I definitely do try to pre-build as much as I can.  I've found that's incredibly useful on saving inventory slots for making other things.  I'm also reasonably good at not making one huge base in an obviously griefable spot, usually I scatter smaller working camps around.  I've only once tried to actively hide my camp though, I should do it more often it worked out well.

 

I'd totally forgotten the walking cane and tam-o-shanter, I don't usually walrus-hunt like I ought to, and I seem to have some sort of a mental block on the miner's hat that I really need to overcome.  I think we can both admit you're a more advanced player than I am as well (since we've both played together), and that shows in the eyebrella and the hounds-teeth which I either don't get or tend to forget about.  For some reason I keep thinking of hounds as bad, when I changed how I thought of spiders my game improved so I'm guessing I should do that here as well.

 

I always end up devoting a slot to picking up green 'shrooms as I go, to help w. sanity, or cactus fruit if I'm in the desert.  Do you not bother because you already have the tam-o-shanter?  Before you get it do you bother?

 

In sanity issue, I also rely on cooked green mushrooms at the beginning, but when I worked off a camp I prefer tent-sleeping for recharging both health and sanity since food supply is not a matter in that time.

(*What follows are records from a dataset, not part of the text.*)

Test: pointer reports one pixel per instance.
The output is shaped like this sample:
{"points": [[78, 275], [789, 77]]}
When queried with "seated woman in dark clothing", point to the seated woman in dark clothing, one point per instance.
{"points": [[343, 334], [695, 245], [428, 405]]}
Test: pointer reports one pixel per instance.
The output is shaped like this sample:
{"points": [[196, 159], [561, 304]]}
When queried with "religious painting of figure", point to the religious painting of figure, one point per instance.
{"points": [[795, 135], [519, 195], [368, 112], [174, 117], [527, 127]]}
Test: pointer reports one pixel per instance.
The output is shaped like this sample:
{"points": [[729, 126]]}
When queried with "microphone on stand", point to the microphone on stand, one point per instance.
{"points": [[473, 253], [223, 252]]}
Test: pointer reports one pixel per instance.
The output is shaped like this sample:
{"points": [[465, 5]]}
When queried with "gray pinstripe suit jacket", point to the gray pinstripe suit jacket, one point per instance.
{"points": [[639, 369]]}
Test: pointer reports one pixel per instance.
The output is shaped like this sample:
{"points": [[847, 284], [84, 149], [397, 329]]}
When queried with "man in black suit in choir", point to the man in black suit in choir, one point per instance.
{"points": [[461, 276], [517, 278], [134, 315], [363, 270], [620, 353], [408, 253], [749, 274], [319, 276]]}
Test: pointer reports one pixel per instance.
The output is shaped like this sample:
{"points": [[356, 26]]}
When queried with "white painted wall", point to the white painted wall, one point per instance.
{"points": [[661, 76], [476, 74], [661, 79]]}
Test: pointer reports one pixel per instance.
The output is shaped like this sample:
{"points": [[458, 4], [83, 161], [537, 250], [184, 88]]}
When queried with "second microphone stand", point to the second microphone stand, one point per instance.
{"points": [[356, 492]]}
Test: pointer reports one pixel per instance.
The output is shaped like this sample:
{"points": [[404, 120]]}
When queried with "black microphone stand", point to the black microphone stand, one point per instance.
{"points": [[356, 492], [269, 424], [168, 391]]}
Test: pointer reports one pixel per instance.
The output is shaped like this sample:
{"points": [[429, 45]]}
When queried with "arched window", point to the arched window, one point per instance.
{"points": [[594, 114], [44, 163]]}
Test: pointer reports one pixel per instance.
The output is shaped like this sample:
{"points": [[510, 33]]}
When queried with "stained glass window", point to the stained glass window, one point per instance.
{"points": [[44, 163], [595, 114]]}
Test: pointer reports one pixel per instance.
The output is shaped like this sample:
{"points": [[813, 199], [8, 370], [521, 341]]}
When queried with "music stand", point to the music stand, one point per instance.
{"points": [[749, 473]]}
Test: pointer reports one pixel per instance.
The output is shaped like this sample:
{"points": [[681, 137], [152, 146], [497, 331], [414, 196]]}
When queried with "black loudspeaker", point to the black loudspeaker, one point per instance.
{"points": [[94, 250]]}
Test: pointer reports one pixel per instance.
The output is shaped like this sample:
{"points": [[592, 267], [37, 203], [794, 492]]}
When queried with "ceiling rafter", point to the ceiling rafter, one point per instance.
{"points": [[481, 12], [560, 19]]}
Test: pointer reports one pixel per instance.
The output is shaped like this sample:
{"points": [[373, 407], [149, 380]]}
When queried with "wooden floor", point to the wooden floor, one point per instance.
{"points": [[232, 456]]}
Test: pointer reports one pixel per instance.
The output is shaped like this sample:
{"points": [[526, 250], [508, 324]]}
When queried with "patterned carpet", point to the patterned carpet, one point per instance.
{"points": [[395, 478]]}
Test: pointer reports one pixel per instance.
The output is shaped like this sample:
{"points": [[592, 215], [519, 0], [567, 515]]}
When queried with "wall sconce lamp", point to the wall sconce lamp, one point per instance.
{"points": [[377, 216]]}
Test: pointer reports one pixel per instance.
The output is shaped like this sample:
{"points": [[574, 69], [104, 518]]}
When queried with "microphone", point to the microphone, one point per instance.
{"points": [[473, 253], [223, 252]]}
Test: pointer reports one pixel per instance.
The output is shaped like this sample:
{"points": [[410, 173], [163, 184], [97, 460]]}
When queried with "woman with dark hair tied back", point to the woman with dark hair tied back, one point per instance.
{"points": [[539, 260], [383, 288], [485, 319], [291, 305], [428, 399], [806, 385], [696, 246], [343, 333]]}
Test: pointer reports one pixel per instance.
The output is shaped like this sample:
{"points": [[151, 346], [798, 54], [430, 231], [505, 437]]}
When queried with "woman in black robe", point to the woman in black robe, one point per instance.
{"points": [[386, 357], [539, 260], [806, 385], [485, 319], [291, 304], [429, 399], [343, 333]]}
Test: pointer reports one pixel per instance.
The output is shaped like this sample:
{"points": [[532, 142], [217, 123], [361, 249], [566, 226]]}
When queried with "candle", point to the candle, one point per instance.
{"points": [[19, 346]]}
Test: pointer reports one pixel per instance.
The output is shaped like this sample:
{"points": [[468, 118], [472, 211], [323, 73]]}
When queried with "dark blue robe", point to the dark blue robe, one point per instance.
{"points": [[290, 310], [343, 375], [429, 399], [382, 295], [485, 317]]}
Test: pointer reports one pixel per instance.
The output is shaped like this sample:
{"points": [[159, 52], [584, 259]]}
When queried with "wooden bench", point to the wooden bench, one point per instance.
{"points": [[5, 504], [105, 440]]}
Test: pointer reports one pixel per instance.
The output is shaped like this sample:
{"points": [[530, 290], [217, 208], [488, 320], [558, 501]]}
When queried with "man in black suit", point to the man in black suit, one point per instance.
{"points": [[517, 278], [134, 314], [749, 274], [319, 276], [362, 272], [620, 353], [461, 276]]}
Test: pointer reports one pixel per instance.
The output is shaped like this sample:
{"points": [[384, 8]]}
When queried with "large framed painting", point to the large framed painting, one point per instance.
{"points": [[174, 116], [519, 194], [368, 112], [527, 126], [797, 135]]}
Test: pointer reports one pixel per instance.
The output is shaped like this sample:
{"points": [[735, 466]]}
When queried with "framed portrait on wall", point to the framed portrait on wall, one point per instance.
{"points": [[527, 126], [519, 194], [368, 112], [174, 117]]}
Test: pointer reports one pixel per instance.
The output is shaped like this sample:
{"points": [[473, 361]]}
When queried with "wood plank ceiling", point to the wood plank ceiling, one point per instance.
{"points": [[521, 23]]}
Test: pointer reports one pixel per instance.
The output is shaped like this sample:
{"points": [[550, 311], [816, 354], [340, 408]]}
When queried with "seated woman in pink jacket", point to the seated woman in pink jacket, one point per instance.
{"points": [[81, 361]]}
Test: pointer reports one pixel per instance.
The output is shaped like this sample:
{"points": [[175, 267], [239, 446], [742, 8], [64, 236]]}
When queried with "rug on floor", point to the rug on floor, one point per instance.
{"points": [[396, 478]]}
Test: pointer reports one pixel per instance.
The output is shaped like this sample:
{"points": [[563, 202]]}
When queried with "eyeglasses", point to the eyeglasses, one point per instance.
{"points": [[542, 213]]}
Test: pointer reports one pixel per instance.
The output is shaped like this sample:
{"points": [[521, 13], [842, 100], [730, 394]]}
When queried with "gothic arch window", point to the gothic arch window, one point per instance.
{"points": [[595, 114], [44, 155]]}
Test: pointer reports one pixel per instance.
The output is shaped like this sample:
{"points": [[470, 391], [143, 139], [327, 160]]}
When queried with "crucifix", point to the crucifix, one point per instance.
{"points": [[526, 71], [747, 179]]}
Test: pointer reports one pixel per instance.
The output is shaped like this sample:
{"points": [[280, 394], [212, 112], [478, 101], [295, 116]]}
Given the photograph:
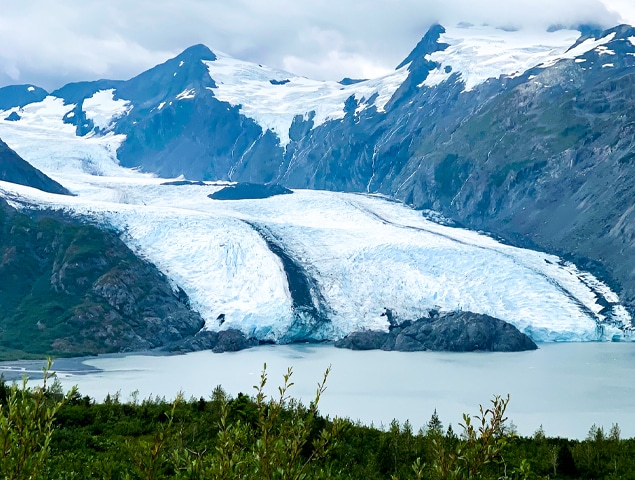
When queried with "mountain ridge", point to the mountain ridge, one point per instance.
{"points": [[531, 144]]}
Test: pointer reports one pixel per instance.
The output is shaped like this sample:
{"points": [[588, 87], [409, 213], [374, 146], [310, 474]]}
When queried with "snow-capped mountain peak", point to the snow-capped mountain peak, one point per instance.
{"points": [[474, 54], [274, 97]]}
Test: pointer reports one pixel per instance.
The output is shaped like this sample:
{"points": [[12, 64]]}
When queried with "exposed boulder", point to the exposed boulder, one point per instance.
{"points": [[230, 340], [453, 332], [245, 191], [71, 288], [16, 170]]}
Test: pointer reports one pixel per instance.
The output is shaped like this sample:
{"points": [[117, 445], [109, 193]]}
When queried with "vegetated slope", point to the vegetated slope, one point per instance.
{"points": [[15, 170], [315, 266], [70, 288], [525, 134], [548, 163]]}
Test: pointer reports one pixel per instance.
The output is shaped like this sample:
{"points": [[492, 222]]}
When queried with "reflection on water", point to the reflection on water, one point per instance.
{"points": [[564, 387]]}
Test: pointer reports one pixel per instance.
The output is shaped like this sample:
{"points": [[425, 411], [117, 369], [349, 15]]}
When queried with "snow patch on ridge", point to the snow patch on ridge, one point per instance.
{"points": [[274, 105], [481, 53], [103, 109], [363, 253], [43, 139]]}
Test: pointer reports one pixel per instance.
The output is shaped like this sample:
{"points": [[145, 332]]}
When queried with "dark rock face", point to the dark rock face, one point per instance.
{"points": [[180, 183], [20, 95], [70, 288], [244, 191], [16, 170], [218, 342], [454, 332]]}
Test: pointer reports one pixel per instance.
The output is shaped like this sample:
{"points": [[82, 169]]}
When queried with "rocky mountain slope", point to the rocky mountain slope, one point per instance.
{"points": [[71, 288], [15, 170]]}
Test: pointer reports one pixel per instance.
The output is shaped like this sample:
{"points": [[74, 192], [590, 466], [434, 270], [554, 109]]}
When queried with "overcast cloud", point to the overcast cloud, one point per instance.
{"points": [[51, 43]]}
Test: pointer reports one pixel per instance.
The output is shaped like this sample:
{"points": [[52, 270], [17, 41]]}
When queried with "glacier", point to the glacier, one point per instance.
{"points": [[362, 253], [358, 254]]}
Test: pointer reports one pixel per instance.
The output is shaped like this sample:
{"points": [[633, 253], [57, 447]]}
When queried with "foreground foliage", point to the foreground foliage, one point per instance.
{"points": [[45, 434]]}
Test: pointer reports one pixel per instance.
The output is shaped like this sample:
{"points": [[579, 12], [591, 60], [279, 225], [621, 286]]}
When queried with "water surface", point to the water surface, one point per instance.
{"points": [[565, 387]]}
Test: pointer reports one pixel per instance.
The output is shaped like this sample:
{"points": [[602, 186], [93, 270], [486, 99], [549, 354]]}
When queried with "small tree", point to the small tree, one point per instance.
{"points": [[26, 427]]}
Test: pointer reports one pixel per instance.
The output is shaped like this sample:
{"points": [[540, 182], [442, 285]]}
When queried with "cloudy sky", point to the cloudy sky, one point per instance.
{"points": [[51, 43]]}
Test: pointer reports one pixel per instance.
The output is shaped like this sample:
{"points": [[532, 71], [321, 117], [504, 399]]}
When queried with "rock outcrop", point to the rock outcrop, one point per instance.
{"points": [[453, 332], [71, 288]]}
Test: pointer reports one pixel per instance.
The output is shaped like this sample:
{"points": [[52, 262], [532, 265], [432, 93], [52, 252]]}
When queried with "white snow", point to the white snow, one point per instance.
{"points": [[49, 144], [365, 254], [103, 109], [274, 107], [185, 94], [603, 50], [480, 53]]}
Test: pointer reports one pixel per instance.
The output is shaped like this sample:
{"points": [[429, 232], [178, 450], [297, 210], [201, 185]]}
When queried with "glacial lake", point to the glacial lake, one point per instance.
{"points": [[566, 387]]}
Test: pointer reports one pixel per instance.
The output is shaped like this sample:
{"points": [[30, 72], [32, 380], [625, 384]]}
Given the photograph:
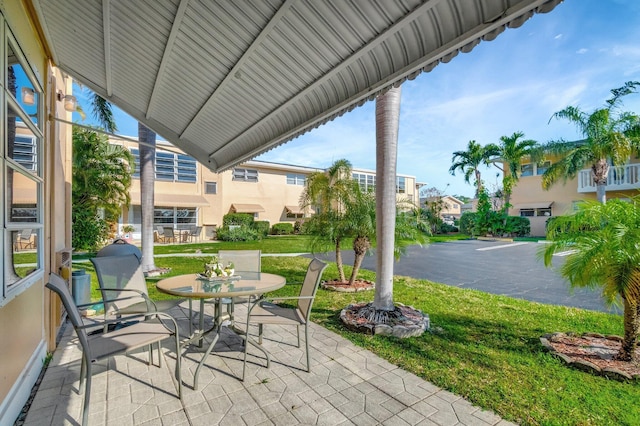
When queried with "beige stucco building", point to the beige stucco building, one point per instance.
{"points": [[188, 194], [530, 200], [223, 106]]}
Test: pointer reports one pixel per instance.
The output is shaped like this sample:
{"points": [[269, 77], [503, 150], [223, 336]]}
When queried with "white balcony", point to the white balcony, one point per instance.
{"points": [[618, 179]]}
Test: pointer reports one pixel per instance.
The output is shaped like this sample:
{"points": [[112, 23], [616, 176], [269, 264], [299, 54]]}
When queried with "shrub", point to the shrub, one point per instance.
{"points": [[445, 228], [518, 226], [239, 233], [283, 228], [237, 219], [300, 227], [261, 227], [467, 221]]}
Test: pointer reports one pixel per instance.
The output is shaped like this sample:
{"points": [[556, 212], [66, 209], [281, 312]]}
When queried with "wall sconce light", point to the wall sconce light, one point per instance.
{"points": [[28, 96], [70, 101]]}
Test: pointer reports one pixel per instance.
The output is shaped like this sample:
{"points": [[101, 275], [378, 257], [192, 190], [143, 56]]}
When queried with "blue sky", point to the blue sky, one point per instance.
{"points": [[572, 56]]}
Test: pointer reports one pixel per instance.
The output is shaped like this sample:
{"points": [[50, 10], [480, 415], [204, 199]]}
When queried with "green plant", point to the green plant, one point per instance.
{"points": [[238, 233], [607, 135], [299, 226], [283, 228], [237, 219], [261, 227], [467, 221], [101, 182], [518, 226], [128, 228], [604, 241]]}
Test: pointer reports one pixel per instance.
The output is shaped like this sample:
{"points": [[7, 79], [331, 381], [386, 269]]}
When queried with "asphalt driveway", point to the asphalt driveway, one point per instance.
{"points": [[510, 269]]}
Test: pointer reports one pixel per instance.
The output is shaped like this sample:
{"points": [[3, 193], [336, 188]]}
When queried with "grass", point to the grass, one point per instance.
{"points": [[480, 346]]}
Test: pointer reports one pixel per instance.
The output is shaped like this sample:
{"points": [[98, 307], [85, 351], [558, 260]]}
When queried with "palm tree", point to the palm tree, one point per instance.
{"points": [[147, 150], [604, 240], [328, 192], [607, 135], [101, 182], [360, 223], [469, 161], [103, 112], [387, 124], [511, 150]]}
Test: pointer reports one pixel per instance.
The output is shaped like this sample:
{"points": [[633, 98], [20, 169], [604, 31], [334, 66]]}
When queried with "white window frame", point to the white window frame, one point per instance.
{"points": [[213, 185], [242, 174], [169, 166], [296, 179], [12, 286]]}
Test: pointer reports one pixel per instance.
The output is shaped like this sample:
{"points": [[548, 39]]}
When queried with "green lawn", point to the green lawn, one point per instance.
{"points": [[481, 346]]}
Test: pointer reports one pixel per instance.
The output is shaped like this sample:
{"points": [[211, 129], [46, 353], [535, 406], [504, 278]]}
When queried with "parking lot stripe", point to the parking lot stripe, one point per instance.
{"points": [[502, 246]]}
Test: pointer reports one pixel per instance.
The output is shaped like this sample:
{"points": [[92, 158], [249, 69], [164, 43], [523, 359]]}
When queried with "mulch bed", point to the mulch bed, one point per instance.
{"points": [[344, 286], [594, 353]]}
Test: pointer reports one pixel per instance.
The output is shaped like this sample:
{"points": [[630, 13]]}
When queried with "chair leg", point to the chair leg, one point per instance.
{"points": [[306, 343], [178, 365], [87, 396], [83, 373]]}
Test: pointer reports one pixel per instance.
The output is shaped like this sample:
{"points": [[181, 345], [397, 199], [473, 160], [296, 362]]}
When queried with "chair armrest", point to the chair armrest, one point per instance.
{"points": [[138, 292], [134, 316]]}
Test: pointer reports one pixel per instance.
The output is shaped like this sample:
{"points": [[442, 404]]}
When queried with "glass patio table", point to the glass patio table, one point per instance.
{"points": [[191, 286]]}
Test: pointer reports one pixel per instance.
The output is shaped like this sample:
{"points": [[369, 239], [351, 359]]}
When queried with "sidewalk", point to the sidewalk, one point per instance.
{"points": [[347, 385]]}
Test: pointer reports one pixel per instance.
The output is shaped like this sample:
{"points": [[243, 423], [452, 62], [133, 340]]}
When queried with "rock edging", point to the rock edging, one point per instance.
{"points": [[586, 366]]}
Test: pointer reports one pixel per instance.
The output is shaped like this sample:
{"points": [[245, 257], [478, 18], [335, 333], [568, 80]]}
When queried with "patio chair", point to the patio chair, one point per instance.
{"points": [[160, 232], [194, 233], [124, 288], [149, 330], [168, 234], [243, 261], [265, 311], [23, 239]]}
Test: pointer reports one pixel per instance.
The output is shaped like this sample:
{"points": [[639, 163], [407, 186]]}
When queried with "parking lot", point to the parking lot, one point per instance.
{"points": [[510, 269]]}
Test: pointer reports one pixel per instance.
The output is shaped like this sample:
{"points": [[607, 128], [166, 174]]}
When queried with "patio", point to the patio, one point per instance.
{"points": [[347, 385]]}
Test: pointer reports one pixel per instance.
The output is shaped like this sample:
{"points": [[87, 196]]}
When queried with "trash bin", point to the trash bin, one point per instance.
{"points": [[120, 248], [81, 286]]}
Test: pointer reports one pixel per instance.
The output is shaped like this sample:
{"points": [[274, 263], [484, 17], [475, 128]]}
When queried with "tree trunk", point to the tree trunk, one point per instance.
{"points": [[147, 179], [360, 247], [631, 321], [339, 262], [478, 182], [600, 172], [387, 123]]}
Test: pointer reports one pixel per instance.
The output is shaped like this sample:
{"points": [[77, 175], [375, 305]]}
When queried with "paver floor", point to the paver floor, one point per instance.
{"points": [[347, 385]]}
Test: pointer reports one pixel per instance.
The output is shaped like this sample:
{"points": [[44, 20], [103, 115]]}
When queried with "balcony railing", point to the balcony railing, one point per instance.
{"points": [[619, 178]]}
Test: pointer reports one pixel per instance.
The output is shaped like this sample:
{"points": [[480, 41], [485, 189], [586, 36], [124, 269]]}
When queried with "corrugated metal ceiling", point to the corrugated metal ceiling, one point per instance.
{"points": [[226, 80]]}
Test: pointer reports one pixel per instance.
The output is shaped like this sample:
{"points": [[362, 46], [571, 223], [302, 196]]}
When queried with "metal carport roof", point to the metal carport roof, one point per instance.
{"points": [[226, 80]]}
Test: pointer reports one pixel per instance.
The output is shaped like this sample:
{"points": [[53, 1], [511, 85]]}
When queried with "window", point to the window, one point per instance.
{"points": [[178, 217], [526, 170], [23, 180], [535, 212], [366, 181], [169, 166], [211, 187], [136, 158], [245, 175], [542, 167], [296, 179], [25, 152]]}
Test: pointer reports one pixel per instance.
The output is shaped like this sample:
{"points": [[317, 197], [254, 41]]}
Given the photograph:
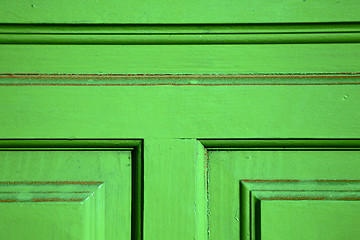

And yes, Tam really helps a lot for keeping sanity almost full in every season except the Summer. Hence I really recommend to find out Mactusk's igloo before the Winter. Walking cane also helps your mental-in-reality by speeding up movement of your character.

 

Well, tooth traps for hounds are essential in late-game when they begin to outnumber of your dealing ability. And in most case, even griefers don't touch much on my traps because amount of them (I generally place more than 20 traps on my main camp) outnumbers their inventory pool lol... You can stack much teeth with skulls of hound in desert or Mactusk igloo raid throughout the Winter. When there's more than 3 igloo spots in the map... Extravaganza! That's why I always set up the first camp near igloo(s).

 

In the eyebrella case... If you're not dare enough to face the Deerclops man to man or there's another players who are competing with others about Deerclops' rewarding, an umbrella would be a good alternative. Combination of umbrella + straw hat has same cooling effects as Eyebrella, but you lose a hand slot. So killing Deerclops is much recommended. Unless Wolfgang's full boosting, other character takes at least 3 armours with 80% damage reduction (log suit, football helm) and much sanity drops (>15 jerkies for healing sanity and health would be fine I guess). But it is significantly worth to pull out his eye, to get a cozy game through Spring and Summer.